Ho chiesto "scusate, in confidenza: se non sono tagliata ditemelo, altrimenti non posso indovinarlo da me e perdo tempo", e mi è stato risposto "assolutamente, continua, sei brava", "è il tuo lavoro" e "no no, vedrai che poi un modo lo troviamo". Insomma, pare sia solo un problema di burocrazia e di fondi.

Però in cuor mio lo sapevo, che c'era qualcosa che non doveva traghettarmi lì.
In cuor mio, sapevo di dover continuare a coltivare la mia passione, ma che mi sarebbe servita ad altro.

In quest'ultimo mese ho capito molto più di quanto non abbia mai fatto in tutta la mia vita, e ho deciso di rischiare: di rimanere con un pugno di mosche in mano, di buttare altro tempo.

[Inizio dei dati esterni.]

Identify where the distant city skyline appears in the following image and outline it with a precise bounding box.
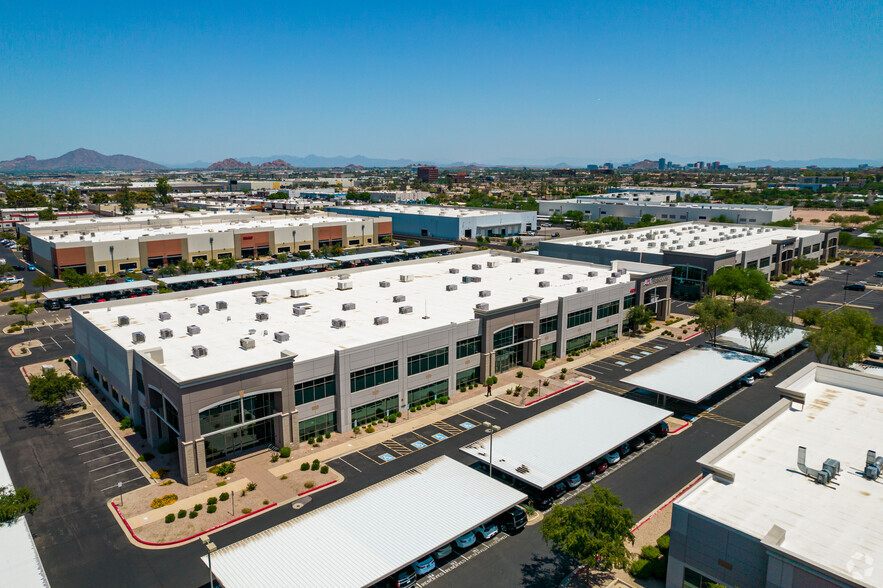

Ma - in cuor mio - so bene che questa volta è giusta la strada che devo percorrere, perché tutto fila liscio, come dovrebbe, e mi ha ridato l'entusiasmo e l'emozione che credevo di avere perduto.



4 gennaio 2013

#2013.

Ogni giorno, come una bambina col giochino, leggo il mio oroscopo; non ho mai creduto ai disegni predestinati e mai ci crederò. Però non ho a fianco un uomo che mi dia coraggio; non ho figli per i quali investire le mie energie e per me sola non lo ritengo sufficiente per via di una maledettissima abitudine a trattarmi male. Così quelle poche righe - divertenti, leggere - mi tirano un po' su il morale e mi fanno dimenticare che sì, sto facendo uno stage meraviglioso, in un posto che fa gola a molti, anche solo per il fatto che ha una storia, che ha lasciato una traccia storica. Ma non potrò contare di entrarci, perché la crisi non ha risparmiato nessuno (e non capite, non potete capire quanto faccia male vedere tante persone che sanno lavorare con quella professionalità e precisione e passione e pensare che rischiano il posto). E sì, ho un lavoro; ma ogni giorno ho il terrore che diminuiscano gli iscritti, che si riducano le risorse, o che qualcosa vada storto e ricomincino i pensieri negativi. Sì, quanto a salute sto meglio dell'anno scorso, che mi ha vista strisciare sul pavimento, perdere la dignità, perdere la testa e abbandonare l'immagine pulita che avevo della persona che nella mia vita ho amato più in silenzio che urlando, più "dentro" che fuori; eppure ora va meglio solo perché ho rinunciato per sempre a tutto. E quando dico per sempre non è un'iperbole: non permetterò mai più a me stessa di avvicinarmi troppo; il Sole è luminoso, ma Icaro sfiorandolo perse le ali.

Non avrò una pensione. E il fatto che non l'avranno nemmeno molti di voi non mi fa sentire meglio, non è mezzo gaudio questo mal comune, è una tragedia alle porte. È sintomo del pieno fallimento della nazione. La barca è alla deriva già da un po', è bucata, e a questo punto perché possa navigare deve prima naufragare, e risvegliare le coscienze. Bisogna che tocchiamo con mano la fame, quella che passarono i nostri nonni, e per alcuni  - me compresa - i nostri genitori. Bisogna perdere tutto per capirne il valore. Quel che vedo intorno a me non è futuro. E non possiamo dire "eh, non cambierà mai nulla", senza pensare che se davvero lo crediamo be', allora abbiamo proprio ragione, nulla cambierà.
Di noi c'è chi ha investito tanto sulle proprie forze da subito, e ha una posizione. E chi come me ha sbagliato tutto, e dà la colpa solo a se stesso, perché era chiara la strada che doveva prendere, e per paura ci ha rinunciato. La paura fotte, ragazzi, la paura ci controlla. Ci rovina.
Occorre smettere di avere paura di ciò che si pensa, di ciò che si è, e smettere di far finta che tutto sia come quando eravamo piccoli, accontentandosi.

Bisogna essere esigenti e al tempo stesso disposti al sacrificio, cara Fornero. Bisogna esserlo, ma non tanto per gli ideali: ci servirà per mangiare.